Published: Monday 12 June 2006    | Updated: Friday 1 June 2007   

As scepticism is growing as to a possible revival of the EU Constitution, Richard E. Baldwin(Centre for European Policy Studies) analyses the historical and institutional logic behind the text, as well as the impact of its rejection on the EU's future.

The first part of the policy brief is devoted to "identifying the logic behind the chain of events that produced the Constitution" – a constitution that was paradoxically never explicitly asked for by EU leaders. To describe Treaty reforms that have been carried out since the EU committed to enlarge to Central and Eastern European countries in 1993, the author adopts a "revealed preference reasoning," that is, an economic concept according to which "one learns about people's beliefs only when hard choices are made."

In the constitutional context, here are the main 'revealed preference' lessons drawn by Richard E. Baldwin:

  • After the 1996 Inter Governmental Conference (IGC), EU leaders unanimously agreed that Eastern enlargement would require reform of EU institutions, possibly before new members actually join. 
  • With the Amsterdam Treaty (1999), they reaffirmed this belief, though cutting down the list of "must do" tasks to two key aspects: Council of Ministers voting rules and Commission composition.
  • At Nice (2000), they broadly agreed on a "house-cleaning exercise" and came up with a Treaty that they knew would be insufficient to resolve enlargement-related issues, since it left the "Amsterdam leftovers" untouched.
  • With the Constitutional Treaty (2003-2004), EU leaders changed a set of rules (the Nice Treaty) without their coming into force, which proves that they had been convinced of their deficiency from the outset. However, the bulk of the Constitution "was merely a reorganisation of the existing Treaties."
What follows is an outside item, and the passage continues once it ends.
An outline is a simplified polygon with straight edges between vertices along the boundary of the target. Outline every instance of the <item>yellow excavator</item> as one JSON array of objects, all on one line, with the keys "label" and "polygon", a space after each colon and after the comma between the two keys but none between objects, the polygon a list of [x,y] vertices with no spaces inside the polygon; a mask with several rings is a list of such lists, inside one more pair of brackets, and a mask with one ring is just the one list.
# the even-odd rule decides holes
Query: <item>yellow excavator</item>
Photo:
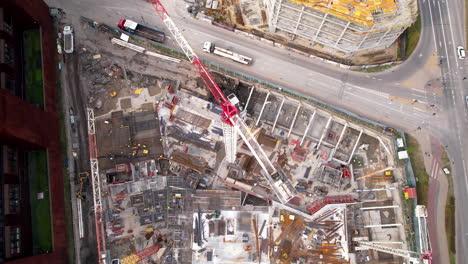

The second part of the paper focuses on today's challenge: with the Constitutional treaty in a stalemate, the EU-25 is now governed by flawed rules (the Nice Treaty). Therefore, "something will have to be done, but what and how?" Although these are only "conjecture," the author's views the future as follows:

  • The Dutch and French "no" will not be reversed;
  • Any renegotiation of the existing Treaty will be ruled out, since the main argument for this "accidental constitution" - namely "to ensure that enlargement does not end the European dream" -  will loose force in the EU-25;
  • The main way out may be just to "wait and see" that the two-year old Nice Treaty produce several painful "decision-making crises" (on the model of that experience on the 2007-13 budget last year). The author indeed believes that, "at some stage, a tipping point will be reached and a broad consensus will emerge in the EU 27 that an institutional reform is necessary." Though difficult to forecast, he does not see this happen before 2008-2009.